Um tesouro desperdiçado


A ânsia por criticar o que não se compreende, faz com que o sistema de serviços que se convencionou denominar “extrajudicial” seja alvo de injustas reservas. Ataca-se o viés burocrático, o excessivo formalismo, como se as atuais delegações do Estado para o desempenho de prestação pública essencial fossem ranço medieval incompatível com a contemporaneidade.

Essas ressalvas só podem provir de quem não tem presente a história dos antigos cartórios e o que eles significam em termos da obtenção da segurança jurídica possível numa sociedade formada por seres humanos.

É função do Estado conferir existência jurídica aos que nascem, certificar os principais atos da vida civil e também atestar os óbitos. Não apenas para controle demográfico, o que já seria importante, mas para permitir que tais pessoas, reconhecidas pela sociedade de fins gerais chamada Estado, possam desenvolver suas atividades e merecer reconhecimento, seja dos demais indivíduos, seja das sociedades de fins particulares que proliferam no âmbito estatal.

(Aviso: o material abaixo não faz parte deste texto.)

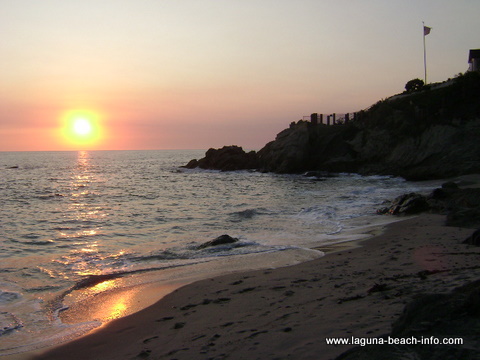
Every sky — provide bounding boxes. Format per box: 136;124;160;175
1;0;478;151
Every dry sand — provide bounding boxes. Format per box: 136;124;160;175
30;214;479;360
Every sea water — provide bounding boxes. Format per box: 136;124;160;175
0;150;441;355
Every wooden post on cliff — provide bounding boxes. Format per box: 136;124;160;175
319;113;323;125
310;113;318;125
345;113;349;124
333;113;336;125
327;115;330;125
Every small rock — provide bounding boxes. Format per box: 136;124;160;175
197;235;239;249
463;229;480;246
378;193;430;215
441;181;459;189
367;283;389;294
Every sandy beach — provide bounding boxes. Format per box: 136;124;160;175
26;213;479;360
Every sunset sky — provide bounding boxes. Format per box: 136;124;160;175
1;0;478;151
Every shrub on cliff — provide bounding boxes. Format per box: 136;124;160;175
405;78;425;92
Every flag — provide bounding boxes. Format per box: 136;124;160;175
424;26;431;36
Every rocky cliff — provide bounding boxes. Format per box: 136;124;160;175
186;72;480;180
260;72;480;180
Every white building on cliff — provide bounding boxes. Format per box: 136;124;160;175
468;49;480;71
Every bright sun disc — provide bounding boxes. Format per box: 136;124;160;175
61;110;103;148
73;118;93;136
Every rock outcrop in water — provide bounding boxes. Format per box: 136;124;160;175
197;235;239;249
185;72;480;181
183;146;258;171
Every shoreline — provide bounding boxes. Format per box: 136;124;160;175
58;246;324;326
4;211;403;359
30;213;480;360
3;247;322;360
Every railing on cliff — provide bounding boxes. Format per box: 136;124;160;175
301;112;366;125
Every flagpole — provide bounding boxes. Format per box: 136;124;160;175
423;21;427;84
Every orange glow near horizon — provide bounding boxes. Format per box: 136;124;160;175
59;109;104;149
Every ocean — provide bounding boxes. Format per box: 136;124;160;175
0;150;441;356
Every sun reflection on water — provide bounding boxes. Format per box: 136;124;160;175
48;152;151;326
87;279;131;321
52;151;116;278
61;278;139;324
89;279;118;294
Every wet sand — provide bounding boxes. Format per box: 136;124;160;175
29;213;480;360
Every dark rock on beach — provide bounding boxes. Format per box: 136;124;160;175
378;181;480;229
443;186;480;228
336;280;480;360
463;229;480;246
377;193;430;215
183;146;258;171
197;235;239;249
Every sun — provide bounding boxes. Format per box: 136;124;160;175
60;109;103;148
73;118;93;136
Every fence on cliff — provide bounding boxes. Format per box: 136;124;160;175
301;112;364;125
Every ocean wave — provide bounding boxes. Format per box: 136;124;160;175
51;240;290;301
34;194;64;200
20;237;55;246
228;208;270;222
55;242;298;302
0;290;21;304
0;312;23;337
126;239;264;264
229;208;258;219
129;249;189;262
71;274;121;291
24;285;65;293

Também é essencial que haja profissionais qualificados para formalizar a vontade dos cidadãos e dar-lhes instrumentos para viabilizar relações imprescindíveis entre eles e também para permitir que o Estado reconheça os seus direitos.

Outra missão de extrema relevância é assegurar que a propriedade e os direitos reais sejam fruíveis sem qualquer embaraço para o respectivo titular. É isso o que o Registro de Imóveis propicia, num papel de salvaguarda de um dos direitos fundamentais de primeiríssima dimensão.

Tais serviços não constituem atividade comercial. São irradiações da soberania estatal, pois o liame entre o Estado e o delegatário é a fé pública, insuscetível de ser banalizada para outros entes que atuam em colaboração com o Estado. Por isso é falacioso pretender que se possa atribuir o rol de incumbências afetas às delegações do foro extrajudicial, a entidades privadas cujo interesse é exclusivamente obter lucro, como se tais serviços fossem intercambiáveis com a prolífica atuação do mercado.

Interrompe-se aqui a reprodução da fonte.